Sharing Steve :: New Stuff
Tuesday, October 25, 2005
 

Ray is sleazy, per review


Newhouse News Service
October 19, 2005 Wednesday
ENTERTAINMENT
Film review;
A Muted Steve Martin in Story of May-December Romance
By LISA ROSE; Lisa Rose is a staff writer for The Star-Ledger of Newark, N.J. She can be contacted at lrose(at)starledger.com.

In his recent efforts, Steve Martin has allowed himself to be upstaged by his co-stars.

The children of "Cheaper by the Dozen" earned the biggest laughs, while Queen Latifah and Eugene Levy dominated "Bringing Down the House." The best scenes in "Bowfinger" featured Eddie Murphy in dual roles.

Once a wild and crazy, arrow-accessorized comedian, Martin has mellowed into straight man, ceding the spotlight to younger performers.

Although "Shopgirl" is unlike anything the writer-actor has made of late, it again features him in down-tuned mode. Claire Danes, playing the title sales clerk, owns the film with her intelligent, luminous portrayal. After a series of middling pictures, she finally delivers on the promise of "My So Called Life."

Danes' performance is a grace note in a movie that is otherwise misguided. The adaptation of Martin's bestselling novella lacks the flow and depth of its source material.

Penning the screenplay, Martin had his work cut out for him. With its meditative nature, the book doesn't easily lend itself to Hollywood plotting.
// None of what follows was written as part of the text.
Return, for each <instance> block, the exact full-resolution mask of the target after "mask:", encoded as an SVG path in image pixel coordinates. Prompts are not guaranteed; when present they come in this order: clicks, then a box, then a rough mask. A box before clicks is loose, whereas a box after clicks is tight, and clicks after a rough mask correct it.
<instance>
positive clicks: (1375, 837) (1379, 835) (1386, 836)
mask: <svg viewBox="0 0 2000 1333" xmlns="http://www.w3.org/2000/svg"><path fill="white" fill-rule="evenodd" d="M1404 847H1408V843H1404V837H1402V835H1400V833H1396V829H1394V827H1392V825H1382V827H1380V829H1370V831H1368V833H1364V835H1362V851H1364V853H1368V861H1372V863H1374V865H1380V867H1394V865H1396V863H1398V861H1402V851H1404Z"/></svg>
Martin pads the picture with extra narrative, while his voiceover commentary belabors obvious points and creates an air of pretense. Director Anand Tucker ("Hilary and Jackie") coaxes good work from his lead actress but falters in the areas of structure and pacing.

"Shopgirl" is more a sullen mood piece than a laugh-oriented romantic comedy. In his performance, Martin takes a melancholy cue from fellow "Saturday Night Live" alumnus Bill Murray. He's so low-key, his character seems a bit dull, less a lost soul than a one-note depressive.

Ray Porter (Martin) is a wealthy logician who must have hired a shrewd divorce lawyer. He slumps around his sprawling vacation home in the Hollywood Hills and gazes wistfully out private plane windows.

Mirabelle (Danes) also suffers from a mood disorder but at least she tries to channel her gloom into creative endeavors. A struggling artist who makes rent selling gloves at Saks Fifth Avenue in Beverly Hills, Mirabelle leads a lonely life of long, dull work days and evenings at home with her reclusive cat.

Before she encounters Ray, she crosses paths with Jeremy (Jason Schwartzman), a slacker with poor social skills and worse grooming habits. During their first night out together, he asks if they can split the cost of movie tickets, and then borrows $2 on top of that.

After one more unspectacular date, Jeremy leaves town, hitting the road as a tech with the band Hot Tears (the lead vocalist is portrayed by cult singer-songwriter Mark Kozelek). This is no great tragedy to Mirabelle, who soon meets Ray. He visits the shop for a pair of gloves and she finds his purchase gift-wrapped on her doorstep with an invitation to dinner.

Ray is the opposite of Jeremy, debonair and worldly, but he is not emotionally available. He tells Mirabelle that he doesn't want a committed relationship and she naively accepts his terms. Meanwhile, on the tour bus, Jeremy starts listening to self-help tapes, his rock 'n' roll road trip turning into, ironically, a journey of personal growth.

Ray is callous and unfaithful to Mirabelle over the course of their romance. Ultimately, he is the tragic character, however. She blossoms while he remains in a rut, incapable of investing enough of himself in a relationship to sustain it over time. The book expresses this idea far more elegantly than the film.

Even if Ray seems destined to die alone, he isn't someone you'll feel sorry for. He's too rich, too aloof and too sleazy to stir much sympathy. Only aging entertainment moguls might identify with his plight.